Selon le Haaretz, en échange de leur contribution à l’effort de guerre, l’Etat hébreu leur promet de les aider à obtenir un statut légal de résidence permanente.
D’après des témoignages recueillis par le Haaretz, l’establishment militaire israélien offre à des demandeurs d’asile africains une assistance pour accéder à un statut permanent dans l’Etat hébreu en échange de leur contribution à l’effort de guerre dans l’enclave palestinienne, y compris risquer leur vie.
Dans le pays, près de 30 000 Africains ont déposé une demande d’asile, parmi lesquels environ 3.500 Soudanais qui bénéficient seulement d’un statut temporaire en attendant que leur cas soit traité. Alors que trois demandeurs d’asile ont été tués en Israël durant l’attaque du Hamas le 7 octobre 2023, et que certains se sont par la suite montrés enclins à servir dans l’armée israélienne, des responsables militaires y ont vu une opportunité.
Une personne identifiée comme A. par le journal de gauche a raconté le mode de recrutement dont il a fait l’objet, tout en ayant finalement rejeté l’offre. Arrivé en Israël à l’âge de 16 ans, l’homme bénéficie d’un statut temporaire qui doit être régulièrement renouvelé auprès du ministère de l’Intérieur, sans avoir la garantie d’obtenir un jour un statut permanent.

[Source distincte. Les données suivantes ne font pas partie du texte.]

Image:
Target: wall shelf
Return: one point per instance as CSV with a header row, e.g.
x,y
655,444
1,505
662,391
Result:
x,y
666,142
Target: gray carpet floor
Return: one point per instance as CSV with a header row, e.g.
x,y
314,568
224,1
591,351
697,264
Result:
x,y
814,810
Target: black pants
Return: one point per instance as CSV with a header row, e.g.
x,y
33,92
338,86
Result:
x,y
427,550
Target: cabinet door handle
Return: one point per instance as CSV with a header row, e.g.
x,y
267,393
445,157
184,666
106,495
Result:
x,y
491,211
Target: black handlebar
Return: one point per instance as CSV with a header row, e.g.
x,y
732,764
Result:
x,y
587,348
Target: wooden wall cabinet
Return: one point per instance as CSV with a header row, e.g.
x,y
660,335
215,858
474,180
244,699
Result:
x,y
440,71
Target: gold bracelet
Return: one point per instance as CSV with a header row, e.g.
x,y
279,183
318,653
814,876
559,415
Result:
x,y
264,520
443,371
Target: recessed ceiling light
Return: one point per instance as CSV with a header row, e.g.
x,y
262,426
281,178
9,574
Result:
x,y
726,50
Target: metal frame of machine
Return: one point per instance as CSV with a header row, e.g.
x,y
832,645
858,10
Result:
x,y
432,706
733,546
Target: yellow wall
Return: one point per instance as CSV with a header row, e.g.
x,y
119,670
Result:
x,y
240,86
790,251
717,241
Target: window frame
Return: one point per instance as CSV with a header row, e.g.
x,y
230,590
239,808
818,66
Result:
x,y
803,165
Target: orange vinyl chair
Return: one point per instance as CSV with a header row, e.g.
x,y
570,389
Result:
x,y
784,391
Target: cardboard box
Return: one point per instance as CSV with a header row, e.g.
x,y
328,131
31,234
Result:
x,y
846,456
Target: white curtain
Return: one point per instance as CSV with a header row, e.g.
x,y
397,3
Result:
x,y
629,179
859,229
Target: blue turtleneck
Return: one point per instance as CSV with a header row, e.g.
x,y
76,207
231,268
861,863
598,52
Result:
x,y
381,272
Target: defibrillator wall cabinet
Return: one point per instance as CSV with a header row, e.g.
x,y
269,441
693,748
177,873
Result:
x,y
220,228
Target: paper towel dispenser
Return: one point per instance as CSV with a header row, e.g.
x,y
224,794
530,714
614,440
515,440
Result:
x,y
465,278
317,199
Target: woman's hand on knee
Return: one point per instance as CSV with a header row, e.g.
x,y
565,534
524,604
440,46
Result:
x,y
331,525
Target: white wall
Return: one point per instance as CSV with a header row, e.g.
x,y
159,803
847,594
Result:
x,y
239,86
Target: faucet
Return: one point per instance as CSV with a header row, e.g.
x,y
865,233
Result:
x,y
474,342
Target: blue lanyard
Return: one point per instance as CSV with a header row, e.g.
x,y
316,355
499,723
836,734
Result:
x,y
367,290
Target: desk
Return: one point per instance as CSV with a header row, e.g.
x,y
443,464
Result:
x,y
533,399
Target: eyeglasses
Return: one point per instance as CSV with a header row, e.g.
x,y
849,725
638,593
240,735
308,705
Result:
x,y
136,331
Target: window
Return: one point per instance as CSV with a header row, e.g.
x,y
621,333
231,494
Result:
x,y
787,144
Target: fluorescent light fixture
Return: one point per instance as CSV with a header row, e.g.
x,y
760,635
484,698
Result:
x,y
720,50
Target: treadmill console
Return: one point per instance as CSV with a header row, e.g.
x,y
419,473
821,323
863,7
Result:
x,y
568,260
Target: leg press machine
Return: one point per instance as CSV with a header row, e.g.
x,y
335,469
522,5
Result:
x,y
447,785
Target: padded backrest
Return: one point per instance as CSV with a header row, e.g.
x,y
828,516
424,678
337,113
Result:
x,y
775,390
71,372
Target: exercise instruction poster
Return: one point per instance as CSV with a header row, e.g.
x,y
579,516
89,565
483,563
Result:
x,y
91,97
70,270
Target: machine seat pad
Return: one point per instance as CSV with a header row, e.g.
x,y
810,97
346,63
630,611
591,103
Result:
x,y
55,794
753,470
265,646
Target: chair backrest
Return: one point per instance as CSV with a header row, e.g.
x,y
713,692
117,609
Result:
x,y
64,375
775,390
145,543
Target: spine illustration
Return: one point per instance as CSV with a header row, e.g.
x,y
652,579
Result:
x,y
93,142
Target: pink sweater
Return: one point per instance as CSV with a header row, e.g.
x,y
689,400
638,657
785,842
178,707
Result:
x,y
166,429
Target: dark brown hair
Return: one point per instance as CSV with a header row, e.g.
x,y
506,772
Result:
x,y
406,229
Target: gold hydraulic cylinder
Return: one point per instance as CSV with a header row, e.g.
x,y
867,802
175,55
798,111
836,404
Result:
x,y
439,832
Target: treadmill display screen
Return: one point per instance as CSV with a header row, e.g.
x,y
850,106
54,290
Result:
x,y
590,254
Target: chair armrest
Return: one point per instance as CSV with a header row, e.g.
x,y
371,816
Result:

À l’instar d’autres étrangers qui voyaient l’armée comme le meilleur moyen de s’intégrer dans la société israélienne, A. a pensé par le passé à s’enrôler. Dans les premiers mois de la guerre, il reçoit un coup de téléphone lui demandant de se présenter immédiatement dans un établissement sécuritaire sans donner d’explication. Sur place, il fait face notamment à un homme se disant responsable de recruter des demandeurs d’asile pour l’armée, à la recherche « des personnes spéciales » dans le cadre d’une « guerre de vie ou de mort pour Israël ».
Une problématique éthique vite étouffée
Après plusieurs réunions similaires en l’espace de deux semaines, A. refuse de s’enrôler. Plus tard, il retrouve le responsable sécuritaire dans un espace public cette fois, qui lui donne la somme de 1 000 shekels (environ 270 dollars) pour compenser le temps de travail perdu au cours de leurs rencontres. L’homme tente à nouveau de le convaincre de rejoindre l’armée, où il recevra une formation de deux semaines avec d’autres demandeurs d’asile, lui promettant en outre de recevoir un salaire similaire à celui qu’il touche actuellement.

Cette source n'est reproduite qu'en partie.